Experienced traders turn to detailed trading strategies. They know that exchange rates, despite having a certain deviation, follow certain standards. So, you need to have a strategic approach to trading: that’s why we recommend that you build your own trading strategy.

Advantages of having a trading strategy

– A strategy is a set of rules. It helps the trader avoid the destructive emotions during trading, but only if he follows the same without any deviation.
– A strategy can be validated with historical data, so you have proof that it can really work. 
– A strategy reduces the time for market analysis. As soon as the strategy provides the signals, the trader can begin to act. 
Trading Tip : You can find various Forex trading strategies on the internet. Before using any of them on your live account, try the demo account. Create realistic expectations: some strategies are better than others, but none will give you 100% profit. 
So, even though there are hundreds of existing strategies ready for use, you can try to build yours. The unquestionable advantage of this case is that it will take into consideration your personal approach to Forex trading.  
You do not have to have several years of experience with trading to create your own strategy. However, you should know of some basic things like:  


· How and when exchange rates move. For example, you should know that currencies may rise and fall due to meetings and disclosures of important economic data made by central banks.
· Where are the profit opportunities: what type of economic events / technical adjustments will lead to specific moves in the market. 
· How to read Forex charts and use technical indicators.

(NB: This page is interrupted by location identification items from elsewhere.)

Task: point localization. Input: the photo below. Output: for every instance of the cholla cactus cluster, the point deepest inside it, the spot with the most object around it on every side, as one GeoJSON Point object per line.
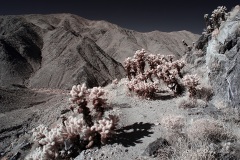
{"type": "Point", "coordinates": [191, 82]}
{"type": "Point", "coordinates": [86, 127]}
{"type": "Point", "coordinates": [142, 81]}
{"type": "Point", "coordinates": [214, 21]}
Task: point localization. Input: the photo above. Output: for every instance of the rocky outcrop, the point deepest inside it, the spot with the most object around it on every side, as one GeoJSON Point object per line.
{"type": "Point", "coordinates": [223, 60]}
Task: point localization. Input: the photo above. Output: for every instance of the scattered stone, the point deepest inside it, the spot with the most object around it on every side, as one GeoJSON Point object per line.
{"type": "Point", "coordinates": [152, 148]}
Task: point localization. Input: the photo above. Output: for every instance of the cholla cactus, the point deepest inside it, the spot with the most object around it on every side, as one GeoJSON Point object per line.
{"type": "Point", "coordinates": [191, 82]}
{"type": "Point", "coordinates": [160, 67]}
{"type": "Point", "coordinates": [96, 96]}
{"type": "Point", "coordinates": [79, 93]}
{"type": "Point", "coordinates": [76, 132]}
{"type": "Point", "coordinates": [213, 22]}
{"type": "Point", "coordinates": [115, 82]}
{"type": "Point", "coordinates": [189, 48]}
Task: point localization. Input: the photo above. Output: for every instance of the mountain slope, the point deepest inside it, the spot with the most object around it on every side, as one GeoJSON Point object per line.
{"type": "Point", "coordinates": [59, 50]}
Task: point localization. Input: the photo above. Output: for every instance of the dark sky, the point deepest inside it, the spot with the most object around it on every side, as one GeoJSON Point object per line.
{"type": "Point", "coordinates": [139, 15]}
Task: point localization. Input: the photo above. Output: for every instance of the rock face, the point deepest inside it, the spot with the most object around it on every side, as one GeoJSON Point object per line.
{"type": "Point", "coordinates": [57, 51]}
{"type": "Point", "coordinates": [223, 60]}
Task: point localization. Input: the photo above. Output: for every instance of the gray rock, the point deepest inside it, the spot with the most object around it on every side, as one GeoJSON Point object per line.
{"type": "Point", "coordinates": [223, 61]}
{"type": "Point", "coordinates": [153, 148]}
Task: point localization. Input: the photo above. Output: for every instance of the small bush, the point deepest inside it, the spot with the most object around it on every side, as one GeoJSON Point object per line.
{"type": "Point", "coordinates": [87, 126]}
{"type": "Point", "coordinates": [173, 122]}
{"type": "Point", "coordinates": [144, 82]}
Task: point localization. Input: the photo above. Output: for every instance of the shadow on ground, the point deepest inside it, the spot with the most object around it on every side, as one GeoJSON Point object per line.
{"type": "Point", "coordinates": [132, 134]}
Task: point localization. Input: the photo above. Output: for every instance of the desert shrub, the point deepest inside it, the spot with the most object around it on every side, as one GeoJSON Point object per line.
{"type": "Point", "coordinates": [87, 126]}
{"type": "Point", "coordinates": [205, 93]}
{"type": "Point", "coordinates": [144, 82]}
{"type": "Point", "coordinates": [214, 21]}
{"type": "Point", "coordinates": [173, 122]}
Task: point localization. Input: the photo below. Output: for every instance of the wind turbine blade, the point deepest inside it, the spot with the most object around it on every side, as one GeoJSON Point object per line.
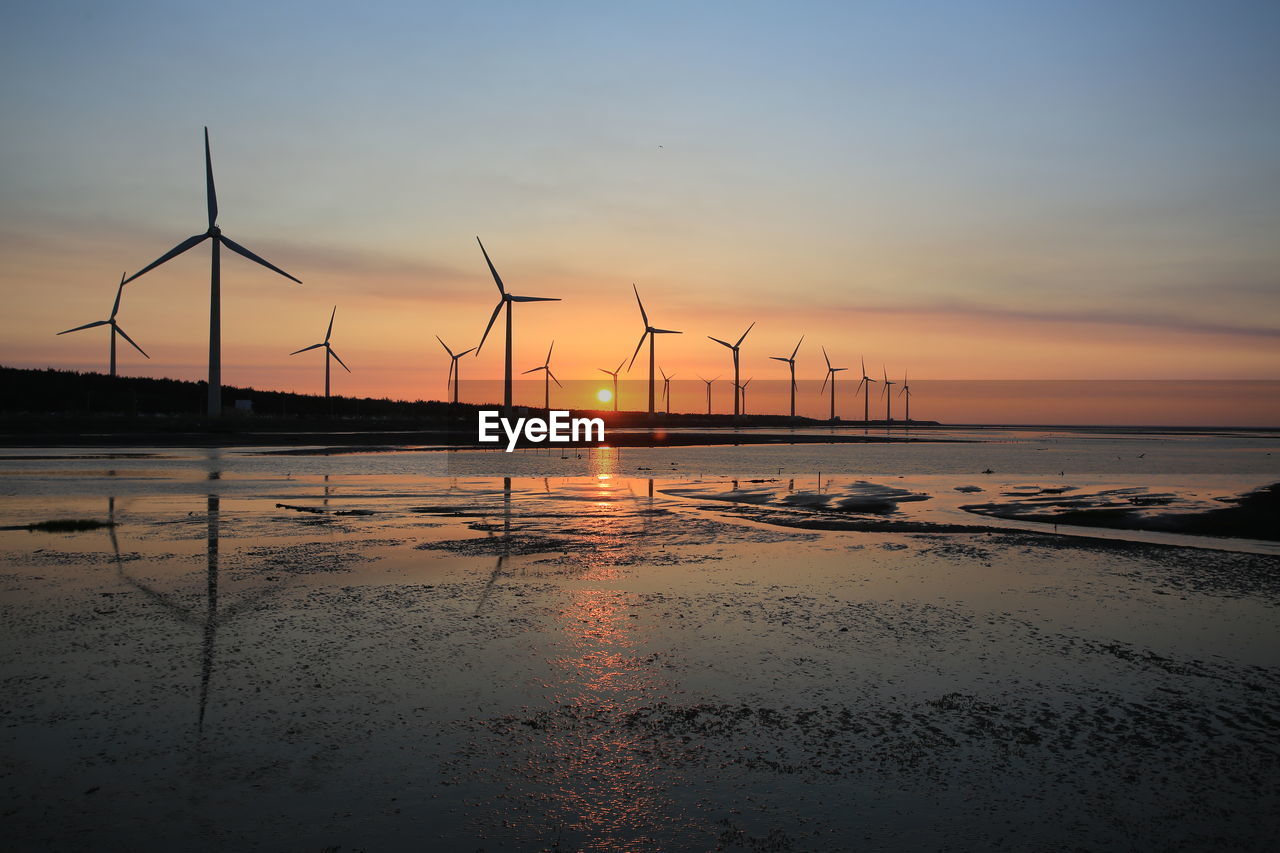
{"type": "Point", "coordinates": [492, 319]}
{"type": "Point", "coordinates": [643, 315]}
{"type": "Point", "coordinates": [118, 292]}
{"type": "Point", "coordinates": [87, 325]}
{"type": "Point", "coordinates": [173, 252]}
{"type": "Point", "coordinates": [236, 247]}
{"type": "Point", "coordinates": [210, 194]}
{"type": "Point", "coordinates": [497, 279]}
{"type": "Point", "coordinates": [126, 336]}
{"type": "Point", "coordinates": [638, 350]}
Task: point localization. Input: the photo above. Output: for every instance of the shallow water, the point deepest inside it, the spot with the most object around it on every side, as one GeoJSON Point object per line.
{"type": "Point", "coordinates": [608, 655]}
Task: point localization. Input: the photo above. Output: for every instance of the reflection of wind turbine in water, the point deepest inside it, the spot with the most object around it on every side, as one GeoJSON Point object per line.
{"type": "Point", "coordinates": [328, 352]}
{"type": "Point", "coordinates": [504, 301]}
{"type": "Point", "coordinates": [735, 349]}
{"type": "Point", "coordinates": [743, 391]}
{"type": "Point", "coordinates": [864, 384]}
{"type": "Point", "coordinates": [906, 389]}
{"type": "Point", "coordinates": [615, 374]}
{"type": "Point", "coordinates": [216, 238]}
{"type": "Point", "coordinates": [115, 327]}
{"type": "Point", "coordinates": [888, 397]}
{"type": "Point", "coordinates": [548, 378]}
{"type": "Point", "coordinates": [649, 332]}
{"type": "Point", "coordinates": [453, 366]}
{"type": "Point", "coordinates": [506, 544]}
{"type": "Point", "coordinates": [831, 374]}
{"type": "Point", "coordinates": [708, 393]}
{"type": "Point", "coordinates": [791, 363]}
{"type": "Point", "coordinates": [213, 617]}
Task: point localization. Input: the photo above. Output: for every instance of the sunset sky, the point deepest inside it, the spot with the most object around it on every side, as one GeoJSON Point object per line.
{"type": "Point", "coordinates": [960, 190]}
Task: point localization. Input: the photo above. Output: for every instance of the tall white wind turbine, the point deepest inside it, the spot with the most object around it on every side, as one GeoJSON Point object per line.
{"type": "Point", "coordinates": [115, 327]}
{"type": "Point", "coordinates": [791, 361]}
{"type": "Point", "coordinates": [615, 374]}
{"type": "Point", "coordinates": [831, 375]}
{"type": "Point", "coordinates": [218, 240]}
{"type": "Point", "coordinates": [506, 300]}
{"type": "Point", "coordinates": [734, 347]}
{"type": "Point", "coordinates": [328, 352]}
{"type": "Point", "coordinates": [649, 332]}
{"type": "Point", "coordinates": [453, 366]}
{"type": "Point", "coordinates": [547, 379]}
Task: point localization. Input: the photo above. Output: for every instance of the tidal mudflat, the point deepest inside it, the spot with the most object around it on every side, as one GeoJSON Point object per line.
{"type": "Point", "coordinates": [305, 653]}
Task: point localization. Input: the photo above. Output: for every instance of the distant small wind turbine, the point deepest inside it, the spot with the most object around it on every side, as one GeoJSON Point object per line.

Steps to Build Your Own Trading Strategy

1. Ask yourself who you are – scalper, day trader, medium-term trader or long-term trader – and choose a time interval: M30, time, daily, weekly, monthly, etc.
2. Decide on which market conditions you will focus on. As you may know, there are three primary conditions: tendency, amplitude, and disruption. Each of these conditions displays its own tone of the market. So a strategy that is good for trending trades can yield weak results when the market is at a breadth.
3. Choose your tools. Will you use technical indicators? If so, which ones? There are two types of strategy: with indicators and without indicators. If you prefer a strategy with indicators, there are several technical indicators available in Metatrader – they will help you to identify the market movement. Strategies without indicators can include analysis of candle patterns, chart patterns, trendlines and other elements of price action, in addition to news trading. 
4. Define the arrangement (the necessary conditions) and the trigger (input rule) of your strategy.
The setup is a favorable market condition, significant but not sufficient to open the negotiation. It can refer to a specific location of the candles or the indicators that you apply to a technical chart. The arrangement shows a favorable time to negotiate, but it does not indicate the exact time for you to enter. 
The arrangement may consist of one or more filters. Filters are made to protect traders from receiving fake commercial signals.However, if you apply too many filters, you’re risking losing those signals altogether. Therefore, a balance between a small number and a large number of filters is required. 
The second important element is the trigger. Unlike the arrangement, it is a technical signal that indicates the right time to enter the market. It is very important to know your specific trigger to enter the market without hesitation. It can be candles, bar standards, gauges and oscillators. 
5. Define rigid parameters for risk management: risk / reward ratio and position size. The most common reason for potential loss and profit is 1: 3. The basic rule of negotiations is to risk no more than 1-2% of the deposit for 1 negotiation.
6. Choose exit rules: Create a rule for Take Profit and Stop Loss orders. 
In addition to the input trigger, there is also the output trigger, which is the time when you understand that it is time to close your trading. The exit trigger is useful not only when you fail but also when you are profiting because the market will be in your favor forever. 
7. Write down the rules of your strategy. Even if you are sure that you remember all the steps of your strategy, it is important to write them down so you do not hesitate to negotiate.
8. Test your strategy on a demo account. Make an effort: this will create the basis for your success. If there are errors, you can fix them without losing money. 
9. Start using your live account strategy: do not deviate from your rules, but keep learning and thinking about how to further improve your strategy.